Angri, allarme Rio Sguazzatorio, i rifiuti ostruiscono il corso del rivo

Si potrebbero prevenire le inondazioni se solo ci fosse anche un po’ di civile accortezza da parte dei contadini della zona. Con gli ultimi fenomeni podalici primaverili la Cavaiola, affluente del Fiume Sarno, nelle immediate confluenze del Rio Sguazzatorio, ha riversato quintali di rifiuti che hanno immediatamente ostruito i ponti nelle prossimità del canale creando, di fatto, le premesse per una sicura inondazione e il deposito nei fondali del fiume di rifiuti di ogni tipo, facendo così anche ridurre nuovamente la profondità del letto del rivo con i conseguenti e immaginabili effetti alluvionali delle prime piogge settembrine. Gran parte dei rifiuti che ostruiscono il canale e i ponti sono, infatti, i contenitori in polistirolo che contengono le piantine che i contadini piantano in questo periodo nei loro campi.

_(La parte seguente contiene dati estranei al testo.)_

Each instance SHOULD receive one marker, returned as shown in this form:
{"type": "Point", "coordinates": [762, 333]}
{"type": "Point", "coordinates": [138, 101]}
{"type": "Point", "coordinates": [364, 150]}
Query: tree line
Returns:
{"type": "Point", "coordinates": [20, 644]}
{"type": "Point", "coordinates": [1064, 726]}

Questo materiale difficilmente smaltibile, perché non biodegradabile, viene gettato nel fiume con le ovvie e disastrose conseguenze su tutto l’ecosistema. L’allarme su questo preoccupante fenomeno è stato lanciato anche via web sul social. Molti hanno segnalato lo sversamento indiscriminato. Gran parte di questi rifiuti plastici raggiunge anche il mare aperto con gravi conseguenze sulla fauna marina e tutto il suo ecosistema. Rifiuti che ostruiscono il corso del Rio Sguazzatorio che ha subito lo scorso mese di ottobre un primo dragaggio, con un intervento tampone di circa 210mila euro, con offerta a ribasso, da parte del Consorzio di Bonifica Integrale del Fiume Sarno. Interventi fatti in località Orta Longa, dove fu effettuata la rimozione di pietrisco non inquinato, in quantità predeterminate. Un tratto che oggi è già irreversibilmente inondato dalla scarsa prevenzione fatta dai contadini della zona che smaltiscono in maniera celere ed economica rifiuti che andrebbero seriemente differenziati.